Expect J. Gibson to go 22-27

Christopher Gibson (G) – Chicoutimi Sagueneens
The second Gibson prospect of the draft played 37 games for the QMJHL’s Chicoutimi Sagueneens in the 2010-11 season. The Finn came to North America to chase his dream and hasn’t looked back. Although his club squad had a record of .500, Gibson’s abilities were on display throughout the year as he gathered up four shutouts, a league-best .920 save percentage and a first-team all-star team nod. At 6’1”, 198 pounds, the left-catching ‘tender is of slightly below-average size for a goalie.
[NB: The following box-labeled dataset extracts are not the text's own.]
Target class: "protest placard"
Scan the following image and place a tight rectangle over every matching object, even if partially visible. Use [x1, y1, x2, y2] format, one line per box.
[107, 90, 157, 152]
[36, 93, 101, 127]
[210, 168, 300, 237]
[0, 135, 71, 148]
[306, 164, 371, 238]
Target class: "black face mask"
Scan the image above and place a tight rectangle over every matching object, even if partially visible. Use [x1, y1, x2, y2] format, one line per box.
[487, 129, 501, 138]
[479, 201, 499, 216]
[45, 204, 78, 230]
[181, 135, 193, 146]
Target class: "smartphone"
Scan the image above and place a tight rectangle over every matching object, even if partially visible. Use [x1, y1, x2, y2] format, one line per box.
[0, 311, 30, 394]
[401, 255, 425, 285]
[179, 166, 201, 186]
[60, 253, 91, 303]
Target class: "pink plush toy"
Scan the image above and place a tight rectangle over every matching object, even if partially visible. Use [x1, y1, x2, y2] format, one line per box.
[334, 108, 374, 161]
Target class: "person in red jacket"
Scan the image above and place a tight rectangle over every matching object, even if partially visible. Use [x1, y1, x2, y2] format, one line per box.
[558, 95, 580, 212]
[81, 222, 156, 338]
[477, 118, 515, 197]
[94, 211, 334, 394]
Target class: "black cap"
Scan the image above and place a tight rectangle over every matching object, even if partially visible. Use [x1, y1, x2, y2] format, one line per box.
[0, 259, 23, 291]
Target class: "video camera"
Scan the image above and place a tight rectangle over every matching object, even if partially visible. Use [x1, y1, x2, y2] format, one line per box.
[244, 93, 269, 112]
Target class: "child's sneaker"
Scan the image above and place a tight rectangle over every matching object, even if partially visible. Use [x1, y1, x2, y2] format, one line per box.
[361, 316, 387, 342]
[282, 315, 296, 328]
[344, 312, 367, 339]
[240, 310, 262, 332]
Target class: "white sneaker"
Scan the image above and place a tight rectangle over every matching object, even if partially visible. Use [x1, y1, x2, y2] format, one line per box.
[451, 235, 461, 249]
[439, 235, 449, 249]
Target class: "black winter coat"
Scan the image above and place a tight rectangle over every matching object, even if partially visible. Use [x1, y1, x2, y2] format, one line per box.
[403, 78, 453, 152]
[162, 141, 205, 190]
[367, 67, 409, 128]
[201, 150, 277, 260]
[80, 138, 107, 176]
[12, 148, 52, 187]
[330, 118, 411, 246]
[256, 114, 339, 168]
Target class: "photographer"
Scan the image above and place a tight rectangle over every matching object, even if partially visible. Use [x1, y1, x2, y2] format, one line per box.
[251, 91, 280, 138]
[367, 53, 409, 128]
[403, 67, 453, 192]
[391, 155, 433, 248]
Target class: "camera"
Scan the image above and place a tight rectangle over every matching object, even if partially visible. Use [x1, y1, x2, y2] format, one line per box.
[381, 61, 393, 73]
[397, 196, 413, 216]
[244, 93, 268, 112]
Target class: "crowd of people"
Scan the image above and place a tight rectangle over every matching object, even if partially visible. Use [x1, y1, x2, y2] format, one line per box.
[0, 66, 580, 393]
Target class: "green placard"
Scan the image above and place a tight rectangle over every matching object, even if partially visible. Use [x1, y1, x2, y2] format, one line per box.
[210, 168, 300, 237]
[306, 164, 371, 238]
He plays a hybrid style and his quickness is said to be his strongest asset. After a few conditioning years, Gibson will likely crack an NHL lineup.

Expect C. Gibson to go 34-39

Samu Perhonen (G) – SM-Liiga
Jamsankoski, Finland is Perhonen’s hometown and his trapper is attached to his left hand. In 2010-11, he played in Finland’s junior loop where put up some solid numbers with two shutouts, 2.71 goals against average and .922 save percentage. Size-wise, the top-ranked netminder playing in Europe is slender with a 6’3”, 170-pound frame. Fortunately, what he lacks in mass has been made up by his attention to the essentials of a butterfly goalie and mental toughness. Plus, it’s got to help his chances that Perhonen does mean “butterfly” in Finnish.

Expect Perhonen to go 51-56

Jordan Binnington (G) – Owen Sound Attack
Binnington, also known as “binnnasty” on Twitter, is a prospect that was in the right place at the right time with the OHL’s Owen Sound Attack in 2010-11. Unfortunately for the club’s original starter Scott Stajcer, the Toronto, Ontario 17-year-old took over the reigns once injury woes hit the crease area. His regular season numbers weren’t fantastic by any means — 3.05 goals against average, .899 save percentage in 46 appearances — but he did lead the Attack to a league championship. He was also named the Memorial Cup’s Outstanding Goaltender, which will surely help his cause. Teams will be teetering on Binnington at the draft table, as his late-season brilliance will be stacked up against his overall offering. Another possible deterrent may be his undersized frame (6’2″, 160 pounds).